Across the euro zone, business growth slowed more than expected in February but firms remained at the most optimistic in at least 5-1/2 years, a survey showed.
IHS Markit's composite flash PMI for the euro zone, seen as a good guide to economic health, fell to 57.5, below forecasts in a Reuters poll that had predicted a more modest dip to 58.5 from January's final reading of 58.8.
German 10-year Bund yields fell 4 bps at one stage to a two-week low at 0.697 percent, before settling at 0.72 percent <DE10YT=RR>.
They moved further away from a more than two-year high hit recently at around 0.81 percent on speculation that robust economic growth would encourage the European Central Bank to pull back from its ultra-loose monetary policy stance soon.
"They (the PMI data) are still good, but I think people were getting over-excited about their strength beforehand," said Chris Scicluna, head of economic research at Daiwa Capital Markets in London.
"It might well be the case that people in the market were getting carried away about the strength of the recovery and what that means for the ECB."
A rise in euro zone bond yields and the value of the euro is a natural reaction to the bloc's strong economic performance and not an unwarranted market tightening, ECB policymaker Vitas Vasiliauskas said on Wednesday.
There was some underperformance by Italian debt, reflecting uncertainty as a March 4 election looms. The Italian/German 10-year bond yield gap hit 145 bps, close to its widest in around five weeks <IT10YT=RR>.
There was a firmer tone in other major bond markets.

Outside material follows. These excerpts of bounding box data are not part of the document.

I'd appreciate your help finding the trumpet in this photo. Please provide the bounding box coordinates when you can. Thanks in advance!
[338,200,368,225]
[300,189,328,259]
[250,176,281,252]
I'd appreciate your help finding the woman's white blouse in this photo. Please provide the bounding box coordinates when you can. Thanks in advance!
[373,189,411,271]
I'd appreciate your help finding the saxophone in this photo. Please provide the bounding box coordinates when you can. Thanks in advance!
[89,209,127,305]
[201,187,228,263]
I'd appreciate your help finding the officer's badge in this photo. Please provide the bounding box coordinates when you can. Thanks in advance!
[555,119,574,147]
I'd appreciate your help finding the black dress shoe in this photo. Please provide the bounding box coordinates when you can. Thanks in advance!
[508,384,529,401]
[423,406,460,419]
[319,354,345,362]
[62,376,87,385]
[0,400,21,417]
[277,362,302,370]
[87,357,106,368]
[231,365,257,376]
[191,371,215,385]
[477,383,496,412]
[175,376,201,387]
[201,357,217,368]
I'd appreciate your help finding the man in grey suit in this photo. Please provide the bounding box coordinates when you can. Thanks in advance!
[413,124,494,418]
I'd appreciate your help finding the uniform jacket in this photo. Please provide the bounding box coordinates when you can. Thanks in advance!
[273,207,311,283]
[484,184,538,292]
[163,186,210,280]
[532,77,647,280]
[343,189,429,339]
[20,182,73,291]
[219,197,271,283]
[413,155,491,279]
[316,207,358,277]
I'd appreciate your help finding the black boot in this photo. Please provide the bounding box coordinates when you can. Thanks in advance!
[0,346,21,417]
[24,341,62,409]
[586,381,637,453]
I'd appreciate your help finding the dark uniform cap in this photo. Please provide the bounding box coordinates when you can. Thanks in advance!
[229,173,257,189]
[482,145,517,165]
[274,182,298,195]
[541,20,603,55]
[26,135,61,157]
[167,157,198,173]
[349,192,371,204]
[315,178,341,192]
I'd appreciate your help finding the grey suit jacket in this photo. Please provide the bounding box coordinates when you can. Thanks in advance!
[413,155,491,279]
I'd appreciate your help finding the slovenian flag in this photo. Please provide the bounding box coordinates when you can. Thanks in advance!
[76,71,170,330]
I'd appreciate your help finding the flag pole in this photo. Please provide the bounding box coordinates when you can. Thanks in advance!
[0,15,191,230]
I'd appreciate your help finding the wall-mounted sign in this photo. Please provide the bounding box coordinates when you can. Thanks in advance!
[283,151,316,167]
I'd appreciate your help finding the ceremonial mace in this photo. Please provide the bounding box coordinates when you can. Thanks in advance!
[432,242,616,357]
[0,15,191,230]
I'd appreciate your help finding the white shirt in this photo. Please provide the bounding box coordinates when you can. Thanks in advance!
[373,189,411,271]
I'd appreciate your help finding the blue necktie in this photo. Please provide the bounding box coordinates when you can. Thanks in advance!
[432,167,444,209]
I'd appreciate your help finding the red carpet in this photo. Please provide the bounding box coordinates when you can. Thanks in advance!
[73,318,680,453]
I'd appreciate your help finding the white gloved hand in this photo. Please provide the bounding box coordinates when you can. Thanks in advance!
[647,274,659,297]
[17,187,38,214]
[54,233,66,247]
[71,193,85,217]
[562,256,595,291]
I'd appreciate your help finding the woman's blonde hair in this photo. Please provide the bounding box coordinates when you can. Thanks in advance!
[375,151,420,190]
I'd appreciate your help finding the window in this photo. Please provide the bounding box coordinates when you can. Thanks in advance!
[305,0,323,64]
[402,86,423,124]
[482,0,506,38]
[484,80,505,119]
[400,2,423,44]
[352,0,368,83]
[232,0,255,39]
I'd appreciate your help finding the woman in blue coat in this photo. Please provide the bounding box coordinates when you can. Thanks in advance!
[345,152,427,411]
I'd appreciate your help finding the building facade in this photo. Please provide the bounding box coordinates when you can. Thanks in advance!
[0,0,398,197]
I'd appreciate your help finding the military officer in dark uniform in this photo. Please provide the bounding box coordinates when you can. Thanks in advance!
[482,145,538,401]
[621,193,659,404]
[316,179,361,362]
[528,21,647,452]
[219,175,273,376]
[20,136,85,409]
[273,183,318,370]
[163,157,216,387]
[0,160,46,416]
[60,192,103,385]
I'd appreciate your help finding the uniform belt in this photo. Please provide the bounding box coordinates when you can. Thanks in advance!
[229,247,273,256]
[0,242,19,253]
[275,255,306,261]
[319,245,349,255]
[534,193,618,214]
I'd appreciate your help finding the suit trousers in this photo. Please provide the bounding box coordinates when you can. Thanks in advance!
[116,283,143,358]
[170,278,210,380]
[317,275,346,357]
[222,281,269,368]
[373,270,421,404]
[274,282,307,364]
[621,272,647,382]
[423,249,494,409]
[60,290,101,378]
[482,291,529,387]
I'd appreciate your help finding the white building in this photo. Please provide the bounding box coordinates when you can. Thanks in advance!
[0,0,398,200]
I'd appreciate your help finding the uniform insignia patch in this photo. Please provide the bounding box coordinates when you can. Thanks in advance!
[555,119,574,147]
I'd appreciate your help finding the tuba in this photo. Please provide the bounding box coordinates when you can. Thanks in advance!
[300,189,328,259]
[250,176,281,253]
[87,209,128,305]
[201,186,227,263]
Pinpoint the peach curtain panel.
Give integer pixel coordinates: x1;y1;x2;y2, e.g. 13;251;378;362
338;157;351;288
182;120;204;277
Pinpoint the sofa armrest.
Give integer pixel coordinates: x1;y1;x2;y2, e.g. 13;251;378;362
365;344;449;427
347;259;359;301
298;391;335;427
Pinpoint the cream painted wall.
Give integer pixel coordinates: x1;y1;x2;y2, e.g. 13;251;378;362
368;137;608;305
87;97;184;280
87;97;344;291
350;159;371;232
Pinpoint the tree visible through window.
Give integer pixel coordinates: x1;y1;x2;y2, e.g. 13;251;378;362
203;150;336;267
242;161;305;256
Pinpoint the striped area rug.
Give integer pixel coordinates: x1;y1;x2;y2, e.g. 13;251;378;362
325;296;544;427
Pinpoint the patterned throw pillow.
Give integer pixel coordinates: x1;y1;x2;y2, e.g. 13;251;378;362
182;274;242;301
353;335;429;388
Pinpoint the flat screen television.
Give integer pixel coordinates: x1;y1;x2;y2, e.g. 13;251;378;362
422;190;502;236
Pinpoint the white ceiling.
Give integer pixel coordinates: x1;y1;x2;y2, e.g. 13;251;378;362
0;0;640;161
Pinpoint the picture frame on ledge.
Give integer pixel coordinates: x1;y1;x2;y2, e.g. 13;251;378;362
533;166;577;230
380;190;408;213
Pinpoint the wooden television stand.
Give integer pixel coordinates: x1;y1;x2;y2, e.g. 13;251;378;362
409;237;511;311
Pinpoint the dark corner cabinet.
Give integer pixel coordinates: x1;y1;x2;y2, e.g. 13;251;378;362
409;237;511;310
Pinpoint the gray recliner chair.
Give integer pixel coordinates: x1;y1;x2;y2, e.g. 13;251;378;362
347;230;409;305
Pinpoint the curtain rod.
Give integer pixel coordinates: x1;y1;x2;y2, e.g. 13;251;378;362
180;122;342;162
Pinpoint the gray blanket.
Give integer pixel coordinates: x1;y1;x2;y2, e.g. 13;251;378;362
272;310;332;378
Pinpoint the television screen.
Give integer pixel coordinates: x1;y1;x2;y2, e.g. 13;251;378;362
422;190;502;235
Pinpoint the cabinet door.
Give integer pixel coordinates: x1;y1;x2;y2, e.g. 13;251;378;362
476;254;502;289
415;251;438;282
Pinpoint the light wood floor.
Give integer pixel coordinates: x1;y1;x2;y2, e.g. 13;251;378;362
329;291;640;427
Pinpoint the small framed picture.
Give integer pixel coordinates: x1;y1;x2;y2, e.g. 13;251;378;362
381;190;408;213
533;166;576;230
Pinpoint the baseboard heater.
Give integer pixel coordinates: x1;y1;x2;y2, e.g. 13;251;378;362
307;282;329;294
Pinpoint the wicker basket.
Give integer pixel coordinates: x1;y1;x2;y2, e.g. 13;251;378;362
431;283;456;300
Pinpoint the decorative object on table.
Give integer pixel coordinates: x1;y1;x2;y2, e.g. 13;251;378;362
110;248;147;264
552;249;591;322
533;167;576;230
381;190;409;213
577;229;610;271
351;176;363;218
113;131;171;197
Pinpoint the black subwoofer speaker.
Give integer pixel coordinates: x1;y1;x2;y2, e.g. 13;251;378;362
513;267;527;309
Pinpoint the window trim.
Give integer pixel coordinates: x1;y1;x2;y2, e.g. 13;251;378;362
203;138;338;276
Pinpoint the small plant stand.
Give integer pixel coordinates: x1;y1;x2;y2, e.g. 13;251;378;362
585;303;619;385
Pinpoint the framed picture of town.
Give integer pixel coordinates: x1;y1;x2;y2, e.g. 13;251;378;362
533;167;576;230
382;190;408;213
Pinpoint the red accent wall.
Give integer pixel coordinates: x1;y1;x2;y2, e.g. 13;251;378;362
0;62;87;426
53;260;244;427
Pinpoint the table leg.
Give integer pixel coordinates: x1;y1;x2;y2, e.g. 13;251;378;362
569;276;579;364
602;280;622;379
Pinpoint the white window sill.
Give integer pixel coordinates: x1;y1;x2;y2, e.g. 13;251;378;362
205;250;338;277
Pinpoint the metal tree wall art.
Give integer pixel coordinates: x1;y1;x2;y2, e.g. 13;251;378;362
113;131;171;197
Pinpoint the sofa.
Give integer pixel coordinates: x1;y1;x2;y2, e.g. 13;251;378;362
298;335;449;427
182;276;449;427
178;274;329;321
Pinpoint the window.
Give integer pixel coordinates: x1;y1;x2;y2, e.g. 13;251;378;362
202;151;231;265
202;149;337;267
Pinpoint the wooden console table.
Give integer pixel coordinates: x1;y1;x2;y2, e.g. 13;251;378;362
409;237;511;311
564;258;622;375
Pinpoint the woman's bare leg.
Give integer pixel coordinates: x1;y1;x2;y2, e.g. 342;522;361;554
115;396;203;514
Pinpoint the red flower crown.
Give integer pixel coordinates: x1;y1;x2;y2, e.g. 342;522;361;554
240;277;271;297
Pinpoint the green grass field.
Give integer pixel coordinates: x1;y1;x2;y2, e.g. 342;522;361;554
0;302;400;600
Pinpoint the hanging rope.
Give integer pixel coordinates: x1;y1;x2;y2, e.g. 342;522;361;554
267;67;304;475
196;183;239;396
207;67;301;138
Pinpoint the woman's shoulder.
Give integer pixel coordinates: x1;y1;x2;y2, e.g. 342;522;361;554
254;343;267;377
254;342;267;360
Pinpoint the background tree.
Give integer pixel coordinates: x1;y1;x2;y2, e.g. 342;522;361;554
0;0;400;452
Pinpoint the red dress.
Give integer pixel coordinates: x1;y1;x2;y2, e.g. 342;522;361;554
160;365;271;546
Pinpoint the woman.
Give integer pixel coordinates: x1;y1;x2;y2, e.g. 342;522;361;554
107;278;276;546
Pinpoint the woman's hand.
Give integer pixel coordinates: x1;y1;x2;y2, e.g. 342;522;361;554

Japanese government bond yields fell in anticipation of strong demand at a 20-year-bond sale this week. [JP/]
U.S. Treasury yields <US2YT=RR> <US10YT=RR> steadied, after rising on Tuesday as markets absorbed the first chunk of this week's supply deluge.
Minutes from the U.S. Federal Reserve's January meeting are due later in the day and are in focus as investors assess the speed and pace of U.S. rate hikes this year.
"We expect the minutes to echo the more positive tone of the post-meeting statement on the economy and the FOMC's increased confidence in reaching its inflation target," analysts at UniCredit said in a note.
"This sets the stage for further rate hikes, with the next one likely to come in March."